What's Blooming

Ongoing post with pictures of nature in the Allegheny Highlands of Virginia and the Greenbrier Valley of West Virginia.

Friday, June 30, 2006

Happy holiday weekend

After a long week full of much needed rain, many people will have a long weekend to enjoy. Part of that weekend will mean cleaning up from the storms and for others mowing grass that will grow rapidly after all the rain will be part of the holiday. But this is also a good weekend to be out hunting for orchids in the central Appalachian mountains. The large purple fringed orchid I found in Bath County is well past prime, but other cooler locations in Bath and Highland may still have fresh plants. The large purple fringed orchid over in West Virginia around the Williams River and the Cranberry Glades should be nearly perfect this weekend. Indeed, this is probably the best weekend of the summer to make a trip over to the Cranberry Glades. Look for Grass Pink Orchids, Rose Pogonia and Large Purple Fringed Orchid. Also the pitcher plants will be in bloom and the board walk at the Glades is always a wonderful experience.
For anyone traveling between Bath and Covington, watch for the patch of cone flowers along the east side of 220 about half-way over the mountain. This flower is rather rare in the wild in the east and is a nice little treat to break up the drive across the moutain. You have to catch a glimpse as you go by since there isn't a safe place to stop.
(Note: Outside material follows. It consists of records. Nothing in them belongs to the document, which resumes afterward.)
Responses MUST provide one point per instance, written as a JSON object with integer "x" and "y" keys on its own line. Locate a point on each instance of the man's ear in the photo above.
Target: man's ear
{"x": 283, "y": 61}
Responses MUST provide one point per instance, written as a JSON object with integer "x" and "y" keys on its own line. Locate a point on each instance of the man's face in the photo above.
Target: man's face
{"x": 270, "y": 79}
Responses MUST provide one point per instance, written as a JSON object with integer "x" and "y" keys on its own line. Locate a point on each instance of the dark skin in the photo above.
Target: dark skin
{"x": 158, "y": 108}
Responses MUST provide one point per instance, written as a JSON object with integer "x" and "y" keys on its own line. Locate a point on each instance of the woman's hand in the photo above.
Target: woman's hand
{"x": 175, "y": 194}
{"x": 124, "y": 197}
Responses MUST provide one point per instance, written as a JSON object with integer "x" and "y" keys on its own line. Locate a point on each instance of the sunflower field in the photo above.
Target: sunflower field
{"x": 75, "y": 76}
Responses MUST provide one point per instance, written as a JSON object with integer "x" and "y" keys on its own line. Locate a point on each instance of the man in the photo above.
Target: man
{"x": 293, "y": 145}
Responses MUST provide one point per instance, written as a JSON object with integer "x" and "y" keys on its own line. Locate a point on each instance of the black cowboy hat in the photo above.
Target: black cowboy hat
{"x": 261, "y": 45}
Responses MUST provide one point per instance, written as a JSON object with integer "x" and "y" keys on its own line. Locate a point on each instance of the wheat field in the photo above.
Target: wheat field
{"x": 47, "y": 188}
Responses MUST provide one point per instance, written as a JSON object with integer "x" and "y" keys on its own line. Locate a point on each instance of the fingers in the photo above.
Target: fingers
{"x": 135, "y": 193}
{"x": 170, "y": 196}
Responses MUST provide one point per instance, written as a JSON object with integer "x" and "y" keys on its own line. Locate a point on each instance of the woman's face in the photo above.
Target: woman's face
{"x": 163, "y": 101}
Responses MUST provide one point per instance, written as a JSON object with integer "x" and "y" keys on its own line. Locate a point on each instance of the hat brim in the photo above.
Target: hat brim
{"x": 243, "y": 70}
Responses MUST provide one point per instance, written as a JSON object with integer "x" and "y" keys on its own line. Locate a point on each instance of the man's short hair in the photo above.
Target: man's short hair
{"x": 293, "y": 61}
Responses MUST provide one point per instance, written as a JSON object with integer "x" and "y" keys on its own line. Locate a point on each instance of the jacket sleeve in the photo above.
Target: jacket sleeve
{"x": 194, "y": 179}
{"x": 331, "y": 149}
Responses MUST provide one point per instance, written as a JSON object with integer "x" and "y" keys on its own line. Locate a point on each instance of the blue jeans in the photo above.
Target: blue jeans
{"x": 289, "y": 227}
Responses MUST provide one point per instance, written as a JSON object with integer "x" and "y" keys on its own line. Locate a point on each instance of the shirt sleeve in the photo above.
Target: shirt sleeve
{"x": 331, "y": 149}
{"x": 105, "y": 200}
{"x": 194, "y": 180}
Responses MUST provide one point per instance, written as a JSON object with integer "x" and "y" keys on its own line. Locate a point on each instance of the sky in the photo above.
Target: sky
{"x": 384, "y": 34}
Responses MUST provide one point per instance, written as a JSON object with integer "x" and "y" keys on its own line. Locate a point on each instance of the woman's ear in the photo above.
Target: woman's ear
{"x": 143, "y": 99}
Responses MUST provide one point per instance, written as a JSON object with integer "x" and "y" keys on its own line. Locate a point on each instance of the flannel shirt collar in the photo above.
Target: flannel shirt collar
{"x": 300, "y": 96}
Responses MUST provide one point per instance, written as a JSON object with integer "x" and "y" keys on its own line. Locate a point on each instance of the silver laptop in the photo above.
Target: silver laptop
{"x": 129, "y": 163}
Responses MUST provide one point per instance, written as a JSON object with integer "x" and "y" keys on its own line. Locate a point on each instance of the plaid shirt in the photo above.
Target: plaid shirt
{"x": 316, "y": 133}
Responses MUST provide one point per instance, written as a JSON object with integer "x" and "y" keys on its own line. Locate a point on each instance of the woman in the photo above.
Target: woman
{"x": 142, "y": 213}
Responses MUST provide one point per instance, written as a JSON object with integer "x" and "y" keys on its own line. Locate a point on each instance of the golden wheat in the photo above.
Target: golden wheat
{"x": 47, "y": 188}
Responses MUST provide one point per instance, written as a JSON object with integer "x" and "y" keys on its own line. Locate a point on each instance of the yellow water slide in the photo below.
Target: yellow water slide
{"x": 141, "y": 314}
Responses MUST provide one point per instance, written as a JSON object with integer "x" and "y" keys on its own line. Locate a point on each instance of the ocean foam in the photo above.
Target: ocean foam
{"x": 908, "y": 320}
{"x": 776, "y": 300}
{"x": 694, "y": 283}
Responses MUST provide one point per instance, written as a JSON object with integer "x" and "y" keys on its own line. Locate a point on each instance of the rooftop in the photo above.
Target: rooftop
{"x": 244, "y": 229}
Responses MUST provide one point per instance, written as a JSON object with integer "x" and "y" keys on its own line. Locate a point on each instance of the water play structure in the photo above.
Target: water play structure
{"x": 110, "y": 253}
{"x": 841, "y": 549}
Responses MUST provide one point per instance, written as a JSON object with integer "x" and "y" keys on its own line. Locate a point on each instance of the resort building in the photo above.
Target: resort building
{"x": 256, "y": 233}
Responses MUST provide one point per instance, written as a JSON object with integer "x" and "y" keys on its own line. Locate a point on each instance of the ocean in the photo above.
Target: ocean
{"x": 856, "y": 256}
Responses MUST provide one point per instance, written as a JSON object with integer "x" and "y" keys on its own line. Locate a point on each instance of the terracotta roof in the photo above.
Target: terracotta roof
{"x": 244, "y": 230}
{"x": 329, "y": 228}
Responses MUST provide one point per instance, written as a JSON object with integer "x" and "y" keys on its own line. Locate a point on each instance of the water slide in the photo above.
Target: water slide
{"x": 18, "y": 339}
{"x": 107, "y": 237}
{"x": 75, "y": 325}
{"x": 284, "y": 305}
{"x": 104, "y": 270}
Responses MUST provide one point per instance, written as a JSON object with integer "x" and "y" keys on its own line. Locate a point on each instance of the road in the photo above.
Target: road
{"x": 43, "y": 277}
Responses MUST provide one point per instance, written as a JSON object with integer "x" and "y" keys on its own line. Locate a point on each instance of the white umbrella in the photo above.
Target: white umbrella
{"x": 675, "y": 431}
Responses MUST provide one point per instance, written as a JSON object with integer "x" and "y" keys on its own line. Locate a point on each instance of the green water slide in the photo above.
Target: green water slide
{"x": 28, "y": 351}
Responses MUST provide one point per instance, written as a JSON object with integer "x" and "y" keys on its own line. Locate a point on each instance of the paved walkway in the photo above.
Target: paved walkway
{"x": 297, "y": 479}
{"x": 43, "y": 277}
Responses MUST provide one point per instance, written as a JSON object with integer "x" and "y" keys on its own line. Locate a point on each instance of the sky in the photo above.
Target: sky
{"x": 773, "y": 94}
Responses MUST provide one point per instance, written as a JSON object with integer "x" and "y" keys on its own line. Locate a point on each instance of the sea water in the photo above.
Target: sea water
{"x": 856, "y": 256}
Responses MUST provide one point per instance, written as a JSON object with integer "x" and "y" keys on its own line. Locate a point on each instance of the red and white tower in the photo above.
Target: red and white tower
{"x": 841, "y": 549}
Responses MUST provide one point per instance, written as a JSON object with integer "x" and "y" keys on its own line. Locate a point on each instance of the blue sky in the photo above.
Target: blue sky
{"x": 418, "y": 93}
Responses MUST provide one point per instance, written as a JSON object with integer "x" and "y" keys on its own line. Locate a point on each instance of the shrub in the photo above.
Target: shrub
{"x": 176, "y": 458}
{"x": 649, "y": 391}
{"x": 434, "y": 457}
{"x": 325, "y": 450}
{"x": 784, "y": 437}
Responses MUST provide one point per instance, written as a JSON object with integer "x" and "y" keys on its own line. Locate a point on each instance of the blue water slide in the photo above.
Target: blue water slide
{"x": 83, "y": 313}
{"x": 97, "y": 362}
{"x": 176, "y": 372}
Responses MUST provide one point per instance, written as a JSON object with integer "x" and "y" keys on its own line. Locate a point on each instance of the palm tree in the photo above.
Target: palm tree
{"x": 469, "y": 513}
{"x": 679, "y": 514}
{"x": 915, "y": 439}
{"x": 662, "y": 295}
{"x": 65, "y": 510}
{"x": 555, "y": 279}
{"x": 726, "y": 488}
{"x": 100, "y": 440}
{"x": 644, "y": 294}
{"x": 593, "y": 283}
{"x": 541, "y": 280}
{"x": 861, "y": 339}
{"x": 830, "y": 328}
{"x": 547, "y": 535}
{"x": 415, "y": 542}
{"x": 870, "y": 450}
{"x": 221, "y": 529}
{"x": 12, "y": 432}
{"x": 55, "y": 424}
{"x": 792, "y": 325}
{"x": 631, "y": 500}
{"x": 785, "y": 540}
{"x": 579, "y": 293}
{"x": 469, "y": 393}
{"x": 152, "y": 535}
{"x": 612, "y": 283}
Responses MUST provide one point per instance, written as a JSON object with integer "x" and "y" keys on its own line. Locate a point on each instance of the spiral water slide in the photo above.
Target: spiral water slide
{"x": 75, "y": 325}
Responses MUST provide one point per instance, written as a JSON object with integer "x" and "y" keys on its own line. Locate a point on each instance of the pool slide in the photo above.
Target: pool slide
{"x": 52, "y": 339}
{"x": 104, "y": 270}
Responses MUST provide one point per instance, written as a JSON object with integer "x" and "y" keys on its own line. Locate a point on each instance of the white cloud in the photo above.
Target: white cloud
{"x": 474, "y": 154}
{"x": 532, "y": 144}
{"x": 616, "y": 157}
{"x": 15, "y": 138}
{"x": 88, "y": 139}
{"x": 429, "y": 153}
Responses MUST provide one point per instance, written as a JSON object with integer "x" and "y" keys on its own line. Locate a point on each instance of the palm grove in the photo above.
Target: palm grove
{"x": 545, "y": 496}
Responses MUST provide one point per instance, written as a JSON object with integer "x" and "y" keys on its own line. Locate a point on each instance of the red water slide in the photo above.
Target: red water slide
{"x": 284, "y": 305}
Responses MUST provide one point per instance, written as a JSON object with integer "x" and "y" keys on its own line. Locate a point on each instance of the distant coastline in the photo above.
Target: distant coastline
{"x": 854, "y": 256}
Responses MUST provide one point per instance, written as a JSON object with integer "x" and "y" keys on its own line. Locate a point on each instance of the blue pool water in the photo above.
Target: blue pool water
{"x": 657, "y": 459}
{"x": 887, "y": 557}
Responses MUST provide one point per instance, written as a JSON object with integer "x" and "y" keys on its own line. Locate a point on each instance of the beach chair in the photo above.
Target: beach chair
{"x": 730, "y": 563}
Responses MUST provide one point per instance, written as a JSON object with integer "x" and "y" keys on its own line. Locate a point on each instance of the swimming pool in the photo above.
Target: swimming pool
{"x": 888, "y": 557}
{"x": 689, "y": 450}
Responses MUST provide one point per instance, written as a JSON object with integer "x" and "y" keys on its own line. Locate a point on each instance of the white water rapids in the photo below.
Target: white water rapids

But these flowers are a good reminder that nature has little treats and surprises for us even on a windy mountain highway.
On another note, during July in the Mountain View room of the library in Monterey will be an exhibit of my nature photography. Forty-plus photos of orchids and other wildflowers along with some landscapes, trees and other nature shots. If you get by, I'd love to hear what you think. Happy Fourth of July.

Wednesday, June 21, 2006


The first day of summer has arrived and many places around the world people still celebrate this longest daylight of the year. While days will get warmer for a few months, the length of daylight will shorten. So its time to get out after work and tend those gardens and roam the woodlands. If you want to see and interesting little native orchid, check out the Lost Woman Trail in Hidden Valley. Stay on the trail (recently cleaned and cleared by the Forest Service) and when you get to culverts and wetspots, look along the mud and undergrowth for spikes of tiny green flowers. If you are lucky you will see Platanthera flava. Many of our native orchids and other wildflowers are very beautiful, but very small. The flowers on flava are no exception so look closely and watch out for poison ivy. And again, stay on the trail. Wet areas are especially subject to habitat damage by soil compression.
Normally I don't play around much with my photos using computer software. But since I had a decent photo of a rattlesnake and a great photo of a red salamander, I decided to create a fictional species relative of this gentle creature. Well, they look gentle anyway. Salamanders have a poison in their skin to discourage predators -- and humans that handle them. So here is a shot of a rattlemander.
Look for the goat's beard along Warm Springs mountain along route 39 to fade this week. Also it is time to start looking for Grass Pink orchid in wet areas and Large Purple Fringed orchid in wet cool climates. I'd love to hear about any you find. And please don't pick. Beautiful, but rare.
Have fun.

Sunday, June 11, 2006

Time flies....

My post last week fell prey to internet connection issues and now another weekend is almost over. The Mountain Laurel has peaked along airport road but there is still plenty of it to be seen through out the highlands. Also this is a good time to remember that between southeastern Bath County and northwestern Highland county even this time of the year there can be two weeks difference between the plants that are blooming. For instance, the pink Lady's Slippers are in peak bloom in areas along the Highland/WV border while they are long past in most of Bath County.
For orchid hunters, the twayblades are in bloom in Bath County. I've seen some nice patches of Lily leaved twayblade on the east side of Warm Springs Mountain. There should be other varieties of twayblades in bloom in Bath and Highland, but the Lily Leaved is the only one I have found so far. Let me know if you spot any of the others.
As June progresses it will be time to look for Grass Pink orchid in wet and boggy areas. Be sure to plan a trip over to the Cranberry Glades around the end of June or first of July for an amazing orchid show. More on that later.
And we need to continue to pray for rain.